Millions of Chinese with obscure names – about 60 million in total, according to estimates in a 2006 government report – will soon to be forced to change them.
In an effort to modernise its vast database of 1.3 billion citizens, China’s Security Bureau is planning to replace handwritten identity cards with computer-readable ones.
And herein lies the problem. The bureau’s computers can only deal with 32,252 of the roughly 55,000 Chinese characters. The government’s solution? If your name is not on our list, change it!
In this case, new technology means that public records cannot capture a family name from the past.
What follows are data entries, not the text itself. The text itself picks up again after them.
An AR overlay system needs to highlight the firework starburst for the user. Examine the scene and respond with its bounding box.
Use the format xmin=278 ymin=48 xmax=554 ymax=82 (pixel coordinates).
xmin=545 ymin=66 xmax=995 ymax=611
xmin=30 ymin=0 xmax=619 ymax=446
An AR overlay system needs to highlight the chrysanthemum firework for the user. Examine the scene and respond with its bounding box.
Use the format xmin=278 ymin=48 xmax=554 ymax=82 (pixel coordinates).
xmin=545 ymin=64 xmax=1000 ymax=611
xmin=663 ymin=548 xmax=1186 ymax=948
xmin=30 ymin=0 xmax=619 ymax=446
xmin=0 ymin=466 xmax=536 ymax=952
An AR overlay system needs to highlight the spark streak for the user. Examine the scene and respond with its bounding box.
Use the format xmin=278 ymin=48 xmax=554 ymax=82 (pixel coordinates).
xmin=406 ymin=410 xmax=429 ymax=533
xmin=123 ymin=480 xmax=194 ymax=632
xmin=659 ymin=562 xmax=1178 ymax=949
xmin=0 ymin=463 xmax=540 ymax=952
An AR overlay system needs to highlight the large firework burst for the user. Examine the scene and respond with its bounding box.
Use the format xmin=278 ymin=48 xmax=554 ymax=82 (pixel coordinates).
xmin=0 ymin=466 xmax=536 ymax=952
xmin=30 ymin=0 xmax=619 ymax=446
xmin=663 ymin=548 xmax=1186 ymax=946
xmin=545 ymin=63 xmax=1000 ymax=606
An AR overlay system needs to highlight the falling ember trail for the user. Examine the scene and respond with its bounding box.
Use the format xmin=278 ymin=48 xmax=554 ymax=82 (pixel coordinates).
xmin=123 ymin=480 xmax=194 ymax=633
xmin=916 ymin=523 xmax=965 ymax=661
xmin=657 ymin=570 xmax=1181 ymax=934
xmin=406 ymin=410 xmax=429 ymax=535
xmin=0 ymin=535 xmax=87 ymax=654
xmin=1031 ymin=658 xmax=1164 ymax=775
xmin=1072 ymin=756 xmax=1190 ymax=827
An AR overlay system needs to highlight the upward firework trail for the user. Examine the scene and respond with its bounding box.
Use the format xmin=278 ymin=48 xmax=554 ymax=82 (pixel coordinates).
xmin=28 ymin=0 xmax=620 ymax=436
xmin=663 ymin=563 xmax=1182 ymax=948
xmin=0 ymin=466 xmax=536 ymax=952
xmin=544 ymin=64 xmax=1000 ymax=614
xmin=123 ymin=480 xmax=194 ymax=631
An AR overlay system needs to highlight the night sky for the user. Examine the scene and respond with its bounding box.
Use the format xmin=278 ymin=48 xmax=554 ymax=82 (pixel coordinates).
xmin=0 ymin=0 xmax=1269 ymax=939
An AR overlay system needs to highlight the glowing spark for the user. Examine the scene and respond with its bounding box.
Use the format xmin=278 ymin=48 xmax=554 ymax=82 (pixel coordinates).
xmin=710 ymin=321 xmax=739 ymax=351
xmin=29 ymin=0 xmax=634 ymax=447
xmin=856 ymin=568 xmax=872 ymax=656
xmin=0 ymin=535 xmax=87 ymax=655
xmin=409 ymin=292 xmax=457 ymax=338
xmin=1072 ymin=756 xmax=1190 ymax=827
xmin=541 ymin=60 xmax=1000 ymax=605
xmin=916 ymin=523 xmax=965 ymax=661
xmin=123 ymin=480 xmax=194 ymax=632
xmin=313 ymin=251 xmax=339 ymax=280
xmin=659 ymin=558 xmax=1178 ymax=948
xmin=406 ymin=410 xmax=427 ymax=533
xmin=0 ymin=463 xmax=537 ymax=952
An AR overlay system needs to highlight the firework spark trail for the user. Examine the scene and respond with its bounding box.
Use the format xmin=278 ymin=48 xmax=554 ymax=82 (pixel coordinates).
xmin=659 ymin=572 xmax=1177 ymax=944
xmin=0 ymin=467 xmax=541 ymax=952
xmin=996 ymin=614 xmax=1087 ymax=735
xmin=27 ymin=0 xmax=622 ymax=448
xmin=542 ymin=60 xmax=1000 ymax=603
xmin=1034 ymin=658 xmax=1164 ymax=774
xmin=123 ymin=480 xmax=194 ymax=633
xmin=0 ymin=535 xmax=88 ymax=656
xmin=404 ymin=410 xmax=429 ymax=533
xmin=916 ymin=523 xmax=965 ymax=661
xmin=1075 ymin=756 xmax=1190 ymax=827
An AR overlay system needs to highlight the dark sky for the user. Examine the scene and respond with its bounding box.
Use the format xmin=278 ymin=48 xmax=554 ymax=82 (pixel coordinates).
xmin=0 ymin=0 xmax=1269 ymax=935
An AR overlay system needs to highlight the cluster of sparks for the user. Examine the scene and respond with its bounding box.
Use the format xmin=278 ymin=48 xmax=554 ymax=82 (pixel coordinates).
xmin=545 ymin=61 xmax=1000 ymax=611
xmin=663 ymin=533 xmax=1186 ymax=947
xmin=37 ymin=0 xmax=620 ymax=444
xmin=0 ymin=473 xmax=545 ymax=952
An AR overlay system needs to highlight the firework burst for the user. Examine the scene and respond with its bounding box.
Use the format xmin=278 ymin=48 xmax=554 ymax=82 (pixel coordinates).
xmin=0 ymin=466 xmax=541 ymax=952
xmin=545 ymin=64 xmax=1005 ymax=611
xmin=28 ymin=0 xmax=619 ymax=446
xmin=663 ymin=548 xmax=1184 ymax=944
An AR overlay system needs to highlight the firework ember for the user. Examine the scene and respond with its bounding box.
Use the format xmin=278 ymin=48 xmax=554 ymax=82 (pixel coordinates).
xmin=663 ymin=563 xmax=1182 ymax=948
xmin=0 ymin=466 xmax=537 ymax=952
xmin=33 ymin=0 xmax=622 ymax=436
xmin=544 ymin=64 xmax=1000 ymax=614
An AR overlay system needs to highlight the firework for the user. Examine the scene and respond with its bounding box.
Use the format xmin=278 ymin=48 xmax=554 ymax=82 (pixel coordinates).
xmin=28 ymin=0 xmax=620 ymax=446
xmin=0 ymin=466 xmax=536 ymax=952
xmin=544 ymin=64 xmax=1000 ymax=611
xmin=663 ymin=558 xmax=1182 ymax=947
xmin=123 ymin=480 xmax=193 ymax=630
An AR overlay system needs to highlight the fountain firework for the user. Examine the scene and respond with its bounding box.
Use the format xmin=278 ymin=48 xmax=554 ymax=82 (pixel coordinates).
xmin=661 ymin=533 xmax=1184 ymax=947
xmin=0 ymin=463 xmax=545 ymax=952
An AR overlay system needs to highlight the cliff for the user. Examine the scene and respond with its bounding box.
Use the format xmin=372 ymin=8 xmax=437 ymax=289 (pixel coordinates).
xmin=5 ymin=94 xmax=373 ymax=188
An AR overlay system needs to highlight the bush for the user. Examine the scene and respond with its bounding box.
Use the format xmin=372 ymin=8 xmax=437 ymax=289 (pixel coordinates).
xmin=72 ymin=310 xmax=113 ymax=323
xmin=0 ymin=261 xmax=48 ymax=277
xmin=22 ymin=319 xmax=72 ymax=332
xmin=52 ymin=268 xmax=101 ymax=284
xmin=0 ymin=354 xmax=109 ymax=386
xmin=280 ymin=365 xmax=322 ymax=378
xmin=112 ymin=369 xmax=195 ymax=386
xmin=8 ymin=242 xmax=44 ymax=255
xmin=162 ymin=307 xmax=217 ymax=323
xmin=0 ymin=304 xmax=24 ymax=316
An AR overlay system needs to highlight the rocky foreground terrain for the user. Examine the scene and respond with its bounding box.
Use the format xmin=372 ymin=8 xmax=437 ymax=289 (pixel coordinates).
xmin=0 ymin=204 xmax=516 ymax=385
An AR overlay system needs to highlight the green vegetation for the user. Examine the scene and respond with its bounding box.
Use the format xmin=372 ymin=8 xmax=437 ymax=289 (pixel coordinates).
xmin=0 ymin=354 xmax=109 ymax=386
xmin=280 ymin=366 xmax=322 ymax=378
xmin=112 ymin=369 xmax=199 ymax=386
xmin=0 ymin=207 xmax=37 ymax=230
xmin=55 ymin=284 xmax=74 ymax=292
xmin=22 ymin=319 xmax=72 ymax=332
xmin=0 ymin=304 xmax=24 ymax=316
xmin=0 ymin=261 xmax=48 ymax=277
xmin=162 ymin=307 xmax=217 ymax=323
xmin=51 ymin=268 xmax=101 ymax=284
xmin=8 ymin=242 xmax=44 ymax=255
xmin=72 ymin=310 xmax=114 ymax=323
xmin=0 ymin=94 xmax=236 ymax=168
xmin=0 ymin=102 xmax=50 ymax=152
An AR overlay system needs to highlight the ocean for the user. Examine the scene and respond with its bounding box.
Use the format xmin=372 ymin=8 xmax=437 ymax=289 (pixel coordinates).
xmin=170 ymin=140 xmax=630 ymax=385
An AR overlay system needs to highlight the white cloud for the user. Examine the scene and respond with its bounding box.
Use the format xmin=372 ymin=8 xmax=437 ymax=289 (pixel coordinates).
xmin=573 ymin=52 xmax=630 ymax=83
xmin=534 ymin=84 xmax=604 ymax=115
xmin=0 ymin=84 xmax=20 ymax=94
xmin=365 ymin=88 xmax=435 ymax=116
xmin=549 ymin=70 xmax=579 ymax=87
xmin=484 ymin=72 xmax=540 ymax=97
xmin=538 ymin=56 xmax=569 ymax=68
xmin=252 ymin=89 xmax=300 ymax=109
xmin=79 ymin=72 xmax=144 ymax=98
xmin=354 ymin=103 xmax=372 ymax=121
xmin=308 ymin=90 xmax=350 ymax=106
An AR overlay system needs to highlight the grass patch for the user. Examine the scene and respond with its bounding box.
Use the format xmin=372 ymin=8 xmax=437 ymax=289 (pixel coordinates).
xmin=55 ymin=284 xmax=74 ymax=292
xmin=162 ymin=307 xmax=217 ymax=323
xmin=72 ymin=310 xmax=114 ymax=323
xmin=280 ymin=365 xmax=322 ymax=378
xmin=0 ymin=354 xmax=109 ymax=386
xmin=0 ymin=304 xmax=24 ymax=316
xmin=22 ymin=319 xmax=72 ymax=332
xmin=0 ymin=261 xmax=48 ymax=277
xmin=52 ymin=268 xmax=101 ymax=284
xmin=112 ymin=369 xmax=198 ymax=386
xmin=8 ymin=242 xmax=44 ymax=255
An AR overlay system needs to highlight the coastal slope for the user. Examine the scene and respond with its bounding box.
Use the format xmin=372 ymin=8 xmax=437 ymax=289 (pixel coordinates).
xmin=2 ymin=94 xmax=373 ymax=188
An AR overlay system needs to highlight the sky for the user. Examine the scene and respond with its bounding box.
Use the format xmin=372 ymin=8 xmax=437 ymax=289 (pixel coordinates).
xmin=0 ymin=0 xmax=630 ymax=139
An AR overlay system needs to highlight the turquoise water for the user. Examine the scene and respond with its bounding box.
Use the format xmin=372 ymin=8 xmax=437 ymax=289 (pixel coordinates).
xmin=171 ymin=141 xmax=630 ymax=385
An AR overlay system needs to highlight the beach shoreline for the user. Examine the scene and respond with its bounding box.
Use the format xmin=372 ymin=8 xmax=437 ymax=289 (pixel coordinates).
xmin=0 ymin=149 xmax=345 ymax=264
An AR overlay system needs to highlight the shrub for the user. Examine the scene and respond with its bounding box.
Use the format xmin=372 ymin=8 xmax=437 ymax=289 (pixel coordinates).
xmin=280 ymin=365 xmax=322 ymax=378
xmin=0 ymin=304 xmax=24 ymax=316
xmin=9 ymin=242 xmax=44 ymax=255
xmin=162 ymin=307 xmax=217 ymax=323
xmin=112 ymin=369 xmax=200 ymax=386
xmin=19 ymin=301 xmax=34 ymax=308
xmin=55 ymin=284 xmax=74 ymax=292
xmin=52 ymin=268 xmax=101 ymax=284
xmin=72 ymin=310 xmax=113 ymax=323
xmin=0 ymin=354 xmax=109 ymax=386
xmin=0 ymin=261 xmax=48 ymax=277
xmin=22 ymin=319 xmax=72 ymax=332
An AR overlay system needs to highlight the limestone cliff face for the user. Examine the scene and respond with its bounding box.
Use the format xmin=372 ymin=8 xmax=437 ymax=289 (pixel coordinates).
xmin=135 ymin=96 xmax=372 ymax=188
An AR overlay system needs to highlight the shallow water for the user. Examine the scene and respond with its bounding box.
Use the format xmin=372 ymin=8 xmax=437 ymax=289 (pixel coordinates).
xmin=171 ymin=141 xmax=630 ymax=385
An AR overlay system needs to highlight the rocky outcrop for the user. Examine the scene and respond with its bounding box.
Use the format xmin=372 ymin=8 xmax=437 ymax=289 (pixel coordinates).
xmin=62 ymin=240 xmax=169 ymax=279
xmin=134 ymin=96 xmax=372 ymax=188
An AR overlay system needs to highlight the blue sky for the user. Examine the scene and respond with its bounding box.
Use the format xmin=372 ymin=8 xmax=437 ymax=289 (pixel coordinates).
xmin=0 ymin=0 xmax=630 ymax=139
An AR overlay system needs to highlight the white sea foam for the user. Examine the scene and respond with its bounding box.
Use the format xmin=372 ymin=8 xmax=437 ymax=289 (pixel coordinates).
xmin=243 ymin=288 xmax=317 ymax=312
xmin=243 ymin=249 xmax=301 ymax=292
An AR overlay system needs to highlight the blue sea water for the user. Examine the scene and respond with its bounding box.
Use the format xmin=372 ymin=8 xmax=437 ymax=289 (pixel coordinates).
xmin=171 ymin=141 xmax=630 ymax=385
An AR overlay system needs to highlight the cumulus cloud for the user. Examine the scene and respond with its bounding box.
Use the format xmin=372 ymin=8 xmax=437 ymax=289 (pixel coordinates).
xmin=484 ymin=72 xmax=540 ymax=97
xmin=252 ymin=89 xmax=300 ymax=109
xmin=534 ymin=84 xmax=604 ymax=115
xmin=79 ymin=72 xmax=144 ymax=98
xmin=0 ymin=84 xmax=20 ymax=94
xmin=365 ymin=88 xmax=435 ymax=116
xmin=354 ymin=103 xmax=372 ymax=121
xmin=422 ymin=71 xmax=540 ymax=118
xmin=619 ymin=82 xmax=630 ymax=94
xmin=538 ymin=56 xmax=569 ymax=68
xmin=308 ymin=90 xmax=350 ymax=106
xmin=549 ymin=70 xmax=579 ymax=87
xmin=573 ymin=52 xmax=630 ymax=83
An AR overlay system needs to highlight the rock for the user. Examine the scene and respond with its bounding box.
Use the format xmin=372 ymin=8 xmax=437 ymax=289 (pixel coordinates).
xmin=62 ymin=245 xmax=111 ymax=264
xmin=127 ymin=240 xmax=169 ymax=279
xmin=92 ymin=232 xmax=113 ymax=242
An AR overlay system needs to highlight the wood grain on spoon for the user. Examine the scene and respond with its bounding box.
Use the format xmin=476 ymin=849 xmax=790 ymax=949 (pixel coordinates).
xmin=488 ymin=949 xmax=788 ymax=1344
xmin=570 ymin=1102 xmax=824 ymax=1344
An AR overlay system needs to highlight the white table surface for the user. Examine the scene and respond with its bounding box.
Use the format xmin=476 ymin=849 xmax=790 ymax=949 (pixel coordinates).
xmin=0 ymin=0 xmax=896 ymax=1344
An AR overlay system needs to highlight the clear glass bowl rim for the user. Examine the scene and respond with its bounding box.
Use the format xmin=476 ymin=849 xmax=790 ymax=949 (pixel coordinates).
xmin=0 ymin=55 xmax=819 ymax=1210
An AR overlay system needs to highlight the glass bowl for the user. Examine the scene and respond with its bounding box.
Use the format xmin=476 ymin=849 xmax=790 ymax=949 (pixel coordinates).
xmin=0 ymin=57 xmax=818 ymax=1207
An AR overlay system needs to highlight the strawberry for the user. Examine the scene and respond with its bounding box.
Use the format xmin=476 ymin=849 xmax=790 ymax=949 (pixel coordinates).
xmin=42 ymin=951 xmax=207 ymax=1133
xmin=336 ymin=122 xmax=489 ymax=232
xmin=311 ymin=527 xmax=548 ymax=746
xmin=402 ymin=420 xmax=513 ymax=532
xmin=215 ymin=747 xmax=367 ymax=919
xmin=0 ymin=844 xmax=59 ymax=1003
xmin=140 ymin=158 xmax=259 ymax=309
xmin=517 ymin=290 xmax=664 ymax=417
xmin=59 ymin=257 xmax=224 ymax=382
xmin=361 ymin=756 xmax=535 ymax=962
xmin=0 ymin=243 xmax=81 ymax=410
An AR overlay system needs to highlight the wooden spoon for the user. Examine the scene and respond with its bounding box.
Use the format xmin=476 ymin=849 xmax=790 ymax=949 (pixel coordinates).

But in others, some Chinese are seeking to hold on to their heritage – especially in tracing their family lineage.
Qidian.com, China’s largest online literature website, is one of the sites promoting research into genealogy. But Hou Xiaoqing, CEO of qidian.com who came up with the idea, reckons that many Chinese netizens lack interest in their family heritage.
Perhaps there is some truth to that. An internet poll on qidian.com saw 40% of 20,000 respondents admit to not knowing their grandparents’ names; 70% did not know the origin of their own surnames; and more than 80% of netizens were not following naming traditions.
Research bodies like the Shanghai Genealogy Centre are trying to promote more interest in family heritage, by taking down genealogy records, and by encouraging wider study of family history amongst researchers.
Guo Baochang, a TV playwright, concurs: “History is not only about heroes. Every family has its own stories; everyone has the duty to record family history and tell their ancestors’ stories,” he says. “The common people should participate in writing their history so their stories can be told.”